Foto Boen Hay Bio

Bagian depan Kelenteng Boen Hay Bio, dengan tulisan pada gerbang berbunyi "Vihara Karunayala, Boen Hay Bio Serpong". Halaman kelenteng cukup luas, dengan warung penduduk terletak di sebelah kanan depan, di bawah pohon beringin. Menempel di atas wuwungan gerbang Kelenteng Boen Hay Bio ada kepiting raksasa. Ornamen yang baru pertama kali saya lihat di kelenteng ini. Rupanya kepiting dalam budaya Tionghoa dipercaya dapat melindungi kuil dan mampu mengusir roh-roh jahat.

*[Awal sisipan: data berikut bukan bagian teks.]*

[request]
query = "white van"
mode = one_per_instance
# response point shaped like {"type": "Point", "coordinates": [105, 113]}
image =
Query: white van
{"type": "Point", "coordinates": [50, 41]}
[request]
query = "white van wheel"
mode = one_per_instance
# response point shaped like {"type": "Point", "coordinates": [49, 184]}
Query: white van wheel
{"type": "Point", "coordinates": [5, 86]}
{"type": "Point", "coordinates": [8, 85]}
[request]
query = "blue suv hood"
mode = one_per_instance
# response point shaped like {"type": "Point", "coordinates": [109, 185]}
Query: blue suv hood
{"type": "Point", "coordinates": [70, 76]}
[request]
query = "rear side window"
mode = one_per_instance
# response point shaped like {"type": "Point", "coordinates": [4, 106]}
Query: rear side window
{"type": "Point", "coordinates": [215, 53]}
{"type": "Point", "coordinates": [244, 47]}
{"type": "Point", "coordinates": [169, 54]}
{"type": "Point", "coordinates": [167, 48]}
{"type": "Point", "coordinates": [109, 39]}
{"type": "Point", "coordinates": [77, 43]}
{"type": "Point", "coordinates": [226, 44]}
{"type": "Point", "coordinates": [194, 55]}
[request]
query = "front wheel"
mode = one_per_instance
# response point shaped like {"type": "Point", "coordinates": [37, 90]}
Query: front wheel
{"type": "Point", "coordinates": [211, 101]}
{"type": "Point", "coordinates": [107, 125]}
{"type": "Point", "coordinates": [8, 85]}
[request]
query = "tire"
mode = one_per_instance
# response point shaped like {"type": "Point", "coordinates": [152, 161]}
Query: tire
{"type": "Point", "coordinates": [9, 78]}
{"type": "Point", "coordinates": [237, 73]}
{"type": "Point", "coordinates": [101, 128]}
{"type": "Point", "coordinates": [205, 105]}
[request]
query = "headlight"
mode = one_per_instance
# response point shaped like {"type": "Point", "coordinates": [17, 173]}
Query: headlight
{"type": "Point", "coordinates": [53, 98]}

Tuan rumah Kelenteng Boen Hay Bio adalah Kongco Kwan Kong (Kwan Seng Tee Kun) atau Satyadharma Bodhisattva, yang altarnya terlihat pada foto di atas, dilihat dari samping. Kwan Kong dipuja karena keteladanannya sebagai kesatria sejati yang selalu menepati janji, setia pada sumpah, dan jujur. Ia juga dipuja sebagai Dewa Pelindung Perdagangan, pelindung kesusastraan, dan pelindung rakyat dari malapetaka akibat peperangan.



Altar sembahyang di Kelenteng Boen Hay Bio Tangerang bagi Kwan Im, dewi welas asih yang dipuja karena selalu memberi berkah kepada yang meminta kepadanya. Kwan Im merupakan sebutan dalam dialek Hokkian dan Hakka yang merupakan mayoritas warga keturunan Tionghoa di Indonesia. Jauh sebelum masuknya agama Buddha ke Tiongkok, Kwan Im Pho Sat telah dikenal di Tiongkok kuno, di akhir Dinasti Han, sebagai Pek Ie Tai Su atau Dewi Berbaju Putih Yang Welas Asih. Selanjutnya ia menjadi Kwan She Im Phosat atau Avalokitesvara Bodhisattva.



Altar pemujaan di lantai dua bagi penganut agama Buddha (Mahayana), oleh sebab Kelenteng Boen Hay Bio Tangerang adalah tempat ibadah Tri Dharma (TITD), yaitu tempat sembahyang bagi para penganut Tao, Konghucu, dan Buddha. Kunjungan saya ke kelenteng ini sudah lama, sehingga sudah ada banyak perubahan pada ruangan dan patungnya, termasuk patung Buddha yang ada di altar ini. Umumnya menjadi lebih baik dan rapih.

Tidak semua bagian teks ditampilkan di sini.